“Bilişimi himayeme alıyorum”
Türkiye Bilişim Derneği’ni (TBD) mutlaka duymuşsunuzdur. 1971’de kurulan dernek bu özelliği ile ülkemizin en eski sivil toplum örgütlerinden biri. Ayrıca, 8 binin üstündeki üye sayısı ile de en büyük olma özelliğine sahip. Bu kadar çok üyeye sahip başka bir sivil toplum örgütü var mı? Sanmıyorum. Merkezi Ankara’da olan derneğin İstanbul, Eskişehir ve Bursa’da da şubeleri var. Devasa bir organizasyon.

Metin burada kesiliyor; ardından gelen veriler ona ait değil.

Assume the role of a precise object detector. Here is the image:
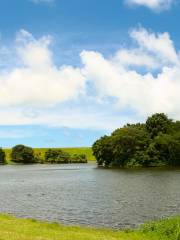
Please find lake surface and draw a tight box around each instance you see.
[0,164,180,228]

TBD her yıl Kasım ayında Bilişim Kurultayı adı altında bir etkinlik yapar. Bu etkinliğe 10 bine yakın bilişimci katılır ve Türkiye’nin bilişimle ilgili her konusu masaya yatırılır. Problemli olan alanlar tespit edilir. Çözümler üretilir.
Bu yılda Bilişim’08 (25. Bilişim Kurultayı), “Yakınsama” sloganıyla 19 Kasım Çarşamba günü Ankara Sheraton Oteli Kongre Merkezi’nde başladı. 21 Kasım Cuma akşamı sona erdi. TBD Başkanı Turhan Menteş’in açılışını yaptığı etkinliğin ilk oturumu Cumhurbaşkanı Abdullah Gül’ün katılımıyla gerçekleştirildi. Açılışta Yaşam Boyu Hizmet Ödülü, bu yıl Devlet eski Bakanlarından Tınaz Titiz’e verildi. Cumhurbaşkanı’nın yaptığı konuşmada “Bilişimi himayeme alıyorum.” sözü bu etkinliğin nihai hedeflerinden birine ulaştığının en belirgin göstergesiydi.
Etkinlikte o kadar çok başlık var ki; buraya yazmak kalksak yazımız çok sıkıcı hale gelecek. İstediğiniz tüm detaylara derneğin tbd.org.tr veya etkinliğin bilisim.org.tr sitelerinden ulaşabilirsiniz. Tek cümlede özetlersek; etkinlikte, bilişim sektörü açısından gündemde tutulması gereken önemli konular ele alınırken sektöre yön veren kişileri bir araya getiren platformlar oluşturuldu ve katılımcılar teknolojideki son gelişmeleri birinci ağızlardan dinleme ve inceleme imkânı buldular.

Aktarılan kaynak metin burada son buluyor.